Key words: cardiac arrest, resuscitation, emergency medical services
006 Locations of pediatric cardiac arrest: Implications for public access defibrillation.
De Maio VJ, Stiell IG, Vaillancourt C, Wells GA, Spaite DW, Nesbitt L. Department of Emergency Medicine, University of North Carolina, Chapel Hill, NC
INTRODUCTION: The trend for widespread deployment of PAD programs continues despite a lack of evidence indicating the effectiveness of this modality. We identified the location of pediatric cardiac arrest to determine the potential value of PAD in the younger population. METHODS: This cohort study includes all prospectively collected out-of-hospital cardiac arrests in children <16 years, regardless of etiology, in the Ontario Prehospital Advanced Life Support (OPALS) Study. Overall population in the 21 communities was 2.8 million with almost 600,000 less than 16 years. The regional property assessment roll identified the specific property type for each cardiac arrest address and the total number of sites, per location type, within the study boundary. Analyses were descriptive. RESULTS: From 1994-2001, there were 291 pediatric cardiac arrests, representing an annual incidence of 6.3 per 100,000 at risk. Patient characteristics included: male gender 56%, age ¾12 months 46%; bystander witnessed 24%, bystander CPR 18%, median response interval 5.9 minutes, survival to hospital discharge 3.3%. Of the 268 cases with available addresses, 236 (88%) occurred in a residential setting. The remaining 32 cases occurred in public locations: street/road/highway 8, water/boat/marina 5, school 3, single store/strip mall 3, stadium/fairground 2, indoor mall 2, hotel 2, office building 2, farm 2, daycare 1, recreation/community facility 1, sports field/park 1. Placing AEDs in the 1641 elementary and secondary schools in the 21 OPALS communities would potentially treat only 3 arrests during an 8 year period. CONCLUSIONS: Pediatric cardiac arrest is a relatively rare problem; even rarer are instances where this occurs in a public setting. It is highly unlikely that widespread implementation of PAD would lead to important survival benefits for children. Public health planners should direct resources toward improving the traditional EMS response and management of pediatric cardiac arrest patients.

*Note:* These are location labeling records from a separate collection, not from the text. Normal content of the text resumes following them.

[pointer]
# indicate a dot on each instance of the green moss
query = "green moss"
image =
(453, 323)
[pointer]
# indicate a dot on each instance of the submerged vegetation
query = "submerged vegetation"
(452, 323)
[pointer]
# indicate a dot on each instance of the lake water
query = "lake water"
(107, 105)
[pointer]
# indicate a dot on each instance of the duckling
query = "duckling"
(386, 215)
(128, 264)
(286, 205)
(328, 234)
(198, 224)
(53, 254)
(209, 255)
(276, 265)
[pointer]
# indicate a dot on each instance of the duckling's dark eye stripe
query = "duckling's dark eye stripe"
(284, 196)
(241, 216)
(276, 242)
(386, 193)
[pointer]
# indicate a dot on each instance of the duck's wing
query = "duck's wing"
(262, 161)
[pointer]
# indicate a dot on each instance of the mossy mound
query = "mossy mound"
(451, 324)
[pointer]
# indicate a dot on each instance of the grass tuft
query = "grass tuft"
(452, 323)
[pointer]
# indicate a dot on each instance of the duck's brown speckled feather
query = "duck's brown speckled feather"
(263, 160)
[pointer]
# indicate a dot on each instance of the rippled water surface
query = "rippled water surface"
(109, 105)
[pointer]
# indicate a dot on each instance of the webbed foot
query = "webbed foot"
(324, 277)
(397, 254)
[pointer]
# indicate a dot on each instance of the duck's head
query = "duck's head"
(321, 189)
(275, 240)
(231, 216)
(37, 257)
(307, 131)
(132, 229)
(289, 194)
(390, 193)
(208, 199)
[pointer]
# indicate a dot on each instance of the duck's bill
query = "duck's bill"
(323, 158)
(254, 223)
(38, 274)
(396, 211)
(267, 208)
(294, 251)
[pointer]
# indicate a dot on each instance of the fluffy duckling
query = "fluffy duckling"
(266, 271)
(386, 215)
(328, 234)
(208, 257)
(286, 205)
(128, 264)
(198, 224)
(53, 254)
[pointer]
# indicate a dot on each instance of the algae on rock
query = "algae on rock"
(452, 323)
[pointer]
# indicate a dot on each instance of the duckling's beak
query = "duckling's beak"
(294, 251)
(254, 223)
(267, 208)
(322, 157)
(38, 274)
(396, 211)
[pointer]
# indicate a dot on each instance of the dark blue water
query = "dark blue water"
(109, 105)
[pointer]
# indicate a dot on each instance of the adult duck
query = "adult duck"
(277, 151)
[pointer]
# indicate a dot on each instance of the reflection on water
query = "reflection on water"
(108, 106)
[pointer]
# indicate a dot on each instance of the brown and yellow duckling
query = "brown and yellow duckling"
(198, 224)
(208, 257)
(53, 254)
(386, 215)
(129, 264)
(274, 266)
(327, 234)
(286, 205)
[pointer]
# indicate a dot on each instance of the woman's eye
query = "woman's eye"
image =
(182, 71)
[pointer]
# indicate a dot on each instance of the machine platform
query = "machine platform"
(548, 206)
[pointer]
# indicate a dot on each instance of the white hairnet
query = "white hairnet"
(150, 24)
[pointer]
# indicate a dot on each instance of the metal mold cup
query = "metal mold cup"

Key words: cardiac arrest, resuscitation, public access defibrillation
007 The role of the mental status examination in assessment of minor head injury.
Stiell IG, DreyerJ, Clement C, Holroyd B, Lee J, Wells GA, MacPhail I, Brison R, McKnight RD, Rowe B, Schull M, Eisenhauer M, for the CCC Study Group. Department of Emergency Medicine, University of Ottawa, Ottawa, ON
INTRODUCTION: Minor head injury is a common ED problem and the relative value of clinical assessment and CT remains controversial. This study evaluated the accuracy and reliability of the mental status exam in the ED. METHODS: This prospective cohort study was conducted in 9 tertiary care EDs and enrolled adult minor head injury patients with loss of consciousness, amnesia, or confusion and a GCS score of 13-15. Physicians conducted standardized patient assessments and completed data forms prior to imaging. In some cases 2nd physicians performed interobserver assessments. The outcome was clinically important brain injury on CT. Analyses included univariate association, kappa, unadjusted odds ratio. RESULTS: The 2,706 patients had these characteristics: mean age 38.7, GCS score-15 79.8%, important brain injury 8.1%, required neurological intervention 1.4%, death 0.2%. The Table (next column) shows % brain injury (N = 229) and non-injury (N = 2,477) patients with the findings, odds ratios for injury, kappa. CONCLUSIONS: All mental status assessments are strongly associated with brain injury in minor head injury. The most reliable and discriminating findings are Amnesia 30 minutes before injury, Object recall test 3/3, Initial GCS 13, Any drop in GCS, and Failure to reach GCS 15 by 2 hours.
Key words: minor head injury, diagnosis
008 Interobserver agreement in the assessment of children with minor head injury.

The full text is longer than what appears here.